Self-service inspection

This document shows the self-service inspection function of the YMatrix graphical interface.

If the monitoring and alarm function of the cluster is compared to the "emergency clinic" of the cluster, then the inspection function is the "regular physical examination" of the cluster. Conducting regular inspections can help you better understand the overall operation of the cluster, discover problems that affect the smooth operation of the cluster in advance, determine the best time for various operation and maintenance operations such as vacuum, avoid failures, and reduce the burden of operation and maintenance work.

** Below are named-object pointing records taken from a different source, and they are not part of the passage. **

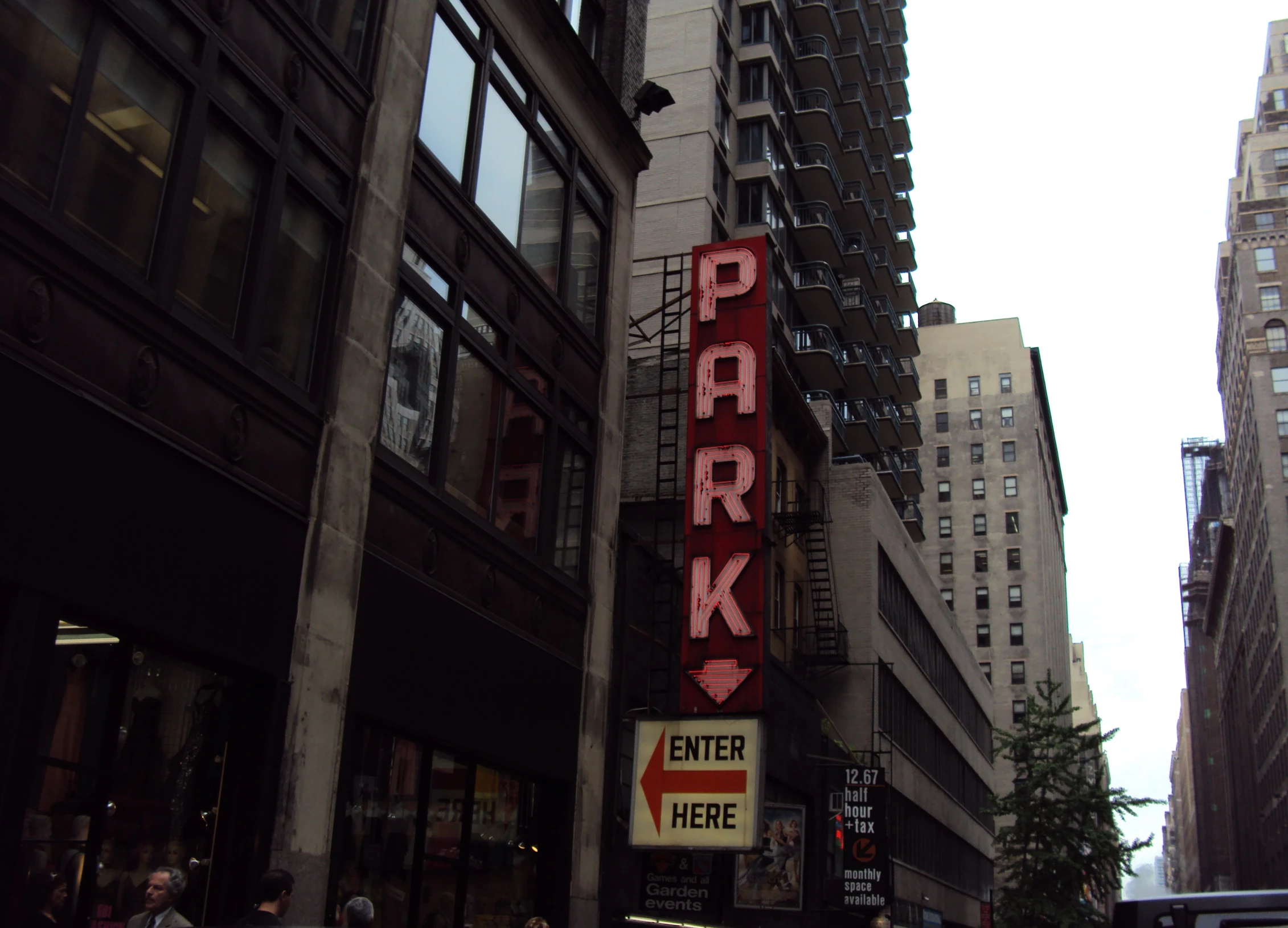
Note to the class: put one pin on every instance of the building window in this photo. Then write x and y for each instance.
(520, 170)
(1277, 337)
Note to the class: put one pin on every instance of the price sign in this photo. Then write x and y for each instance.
(866, 885)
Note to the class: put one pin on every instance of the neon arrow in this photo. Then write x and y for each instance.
(720, 678)
(657, 780)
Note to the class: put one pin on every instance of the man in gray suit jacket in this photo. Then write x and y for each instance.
(165, 887)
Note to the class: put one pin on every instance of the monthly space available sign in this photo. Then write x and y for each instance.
(697, 784)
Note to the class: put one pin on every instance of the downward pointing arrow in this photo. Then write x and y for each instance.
(720, 678)
(657, 780)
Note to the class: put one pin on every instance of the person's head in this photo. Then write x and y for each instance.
(47, 891)
(274, 891)
(165, 887)
(358, 913)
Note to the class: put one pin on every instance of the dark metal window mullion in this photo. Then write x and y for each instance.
(182, 174)
(76, 112)
(463, 864)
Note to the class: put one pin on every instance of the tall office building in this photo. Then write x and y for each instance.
(995, 503)
(789, 129)
(1245, 607)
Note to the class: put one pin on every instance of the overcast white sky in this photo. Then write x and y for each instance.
(1070, 165)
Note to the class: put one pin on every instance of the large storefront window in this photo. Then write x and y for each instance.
(129, 775)
(402, 832)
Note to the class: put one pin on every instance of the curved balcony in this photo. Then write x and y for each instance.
(910, 513)
(839, 446)
(818, 294)
(817, 174)
(888, 422)
(861, 426)
(817, 16)
(815, 116)
(888, 369)
(815, 65)
(817, 231)
(910, 426)
(910, 382)
(861, 371)
(861, 322)
(819, 357)
(910, 472)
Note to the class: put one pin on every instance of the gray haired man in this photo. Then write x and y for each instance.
(165, 887)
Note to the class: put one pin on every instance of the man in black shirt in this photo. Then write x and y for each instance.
(274, 899)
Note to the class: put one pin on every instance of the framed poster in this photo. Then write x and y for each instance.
(770, 878)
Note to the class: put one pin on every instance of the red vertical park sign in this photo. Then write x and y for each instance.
(725, 506)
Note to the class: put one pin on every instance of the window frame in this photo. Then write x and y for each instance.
(204, 101)
(561, 431)
(575, 168)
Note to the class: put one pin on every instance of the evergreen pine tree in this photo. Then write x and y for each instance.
(1063, 843)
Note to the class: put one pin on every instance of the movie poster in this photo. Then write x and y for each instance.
(770, 878)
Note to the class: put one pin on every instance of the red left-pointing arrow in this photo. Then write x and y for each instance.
(657, 780)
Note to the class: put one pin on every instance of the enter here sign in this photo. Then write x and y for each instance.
(697, 784)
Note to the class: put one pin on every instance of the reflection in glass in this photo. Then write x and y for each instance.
(586, 253)
(411, 386)
(572, 503)
(448, 780)
(119, 175)
(503, 855)
(472, 453)
(428, 272)
(296, 289)
(479, 322)
(42, 44)
(346, 23)
(543, 215)
(214, 252)
(380, 827)
(445, 114)
(518, 485)
(502, 160)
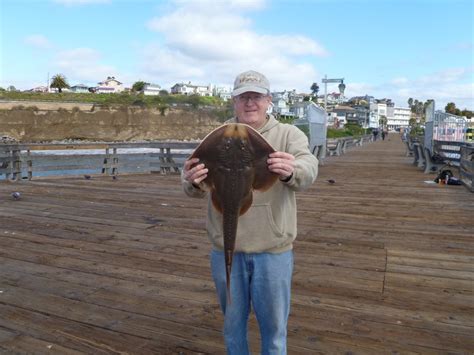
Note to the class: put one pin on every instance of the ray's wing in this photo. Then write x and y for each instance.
(206, 153)
(263, 178)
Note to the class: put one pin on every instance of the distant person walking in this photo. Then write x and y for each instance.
(375, 132)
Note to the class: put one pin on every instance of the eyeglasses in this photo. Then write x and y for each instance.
(257, 98)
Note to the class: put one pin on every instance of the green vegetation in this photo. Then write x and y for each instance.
(124, 98)
(59, 82)
(452, 109)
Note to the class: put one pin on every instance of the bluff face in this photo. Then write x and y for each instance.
(120, 124)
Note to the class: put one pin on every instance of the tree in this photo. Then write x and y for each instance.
(315, 89)
(138, 86)
(59, 82)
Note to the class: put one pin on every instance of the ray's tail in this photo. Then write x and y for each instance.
(230, 219)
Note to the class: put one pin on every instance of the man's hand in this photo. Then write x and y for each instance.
(196, 174)
(281, 163)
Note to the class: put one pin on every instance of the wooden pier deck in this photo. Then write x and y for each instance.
(384, 264)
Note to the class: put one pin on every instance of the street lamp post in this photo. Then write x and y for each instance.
(342, 87)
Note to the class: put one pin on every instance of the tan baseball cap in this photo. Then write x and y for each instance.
(251, 81)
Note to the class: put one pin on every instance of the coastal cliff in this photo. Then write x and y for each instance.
(30, 124)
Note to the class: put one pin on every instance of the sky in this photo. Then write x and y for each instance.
(394, 49)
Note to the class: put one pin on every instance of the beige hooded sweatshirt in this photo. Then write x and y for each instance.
(270, 223)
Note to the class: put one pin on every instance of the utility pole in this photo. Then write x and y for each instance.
(341, 86)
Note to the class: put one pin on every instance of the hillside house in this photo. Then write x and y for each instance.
(80, 88)
(151, 89)
(110, 85)
(189, 89)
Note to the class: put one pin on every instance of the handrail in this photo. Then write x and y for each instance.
(23, 160)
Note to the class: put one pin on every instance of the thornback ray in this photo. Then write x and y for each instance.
(236, 156)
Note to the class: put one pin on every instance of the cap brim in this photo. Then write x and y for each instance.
(242, 90)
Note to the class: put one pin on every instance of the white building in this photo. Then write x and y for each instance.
(189, 89)
(379, 109)
(224, 92)
(80, 88)
(151, 89)
(110, 85)
(400, 119)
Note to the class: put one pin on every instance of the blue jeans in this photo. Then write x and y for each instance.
(263, 281)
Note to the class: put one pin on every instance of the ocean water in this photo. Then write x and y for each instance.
(91, 162)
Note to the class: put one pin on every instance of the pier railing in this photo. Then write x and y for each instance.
(24, 161)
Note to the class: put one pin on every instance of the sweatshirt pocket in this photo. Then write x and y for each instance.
(257, 230)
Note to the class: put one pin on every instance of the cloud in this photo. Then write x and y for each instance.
(38, 41)
(83, 64)
(206, 41)
(449, 85)
(81, 2)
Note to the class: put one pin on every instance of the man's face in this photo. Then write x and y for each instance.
(251, 108)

The self-service inspection function of YMatrix graphical interface supports:

  1. Make a self-service inspection plan by checking the inspection option
  2. Generate a detailed inspection report, including the number of abnormal items, the abnormal items that need to be paid attention to, the analysis of inspection results, follow-up operation suggestions, inspection logs, etc.

1 Preparation

First, you need to log in to the graphical interface. Enter the IP and port number of Master in the browser:

http://<IP>:8240

2 Self-service inspection

Self-service inspection page.

Self-service inspection plan.

The complete checklist is as follows:

Check Category Check Items Level
Cluster Basic Information Check whether all instances are reachable High
Check cluster status High
Check the password for less than 30 days Medium
License validity check Chinese
Check the health of the connection number Low
Check cluster version Low
Database running status Check MARS2/CV health High
Check if there is data in the Default partition High
Database Age Top 10 High
Check the largest 20 business tables Medium
View the top 20 system tables in size Medium
The 20 SQLs that took the longest time to check Medium
View tables with data skew sizes of more than 10,000 rows Medium
Check the consistency between Master and Segment index Medium
Check each instance core file Chinese
Check the running status of automatic partitioning policy Medium
Check HEAP/MARS2 table with expansion rate exceeding 20% ​​ Medium
View the top 10 Schemas in size Low
Check the 20 indexes with the lowest usage Low
Check the 20 indexes with the lowest hit rate in the index cache Low
Check the system table with excessive index Low
Check the largest 20 indexes Low
Check the number of subpartitions for each partition table Low
Check for duplicate indexes Low
View each database size Low
Check Plpython Parameters Low
Check the database log size of each instance Low
Check database parameters Low
Server running status Check the process running status in the last 7 days High
Check network bandwidth usage in the last 7 days High
Check disk usage High
Check Disk I/O Usage in the Last 7 Days High
Check CPU usage in the last 7 days High
Check the last 7 days Commit memory High
Check the system load in the last 7 days Low
Check I/O bandwidth usage in the last 7 days Low
Check operating system parameters Low
mxgate Running Status Check the mxgate log for error information Low
Check the number of connections occupied by mxgate database Low

The logic for setting the level of the inspection item is as follows:

Level Description
High If an exception occurs in such check items, it will affect cluster stability
Medium If such check items are abnormal, it will affect some services in the cluster
Low If such checks are abnormal, they will not have a direct impact on the existing cluster, but the long-term development will have a stronger impact

Notes!
Please refer to the inspection report for detailed instructions.

Perform patrol inspection.

Complete the inspection.

Check the report and refer to the result description for subsequent maintenance operations.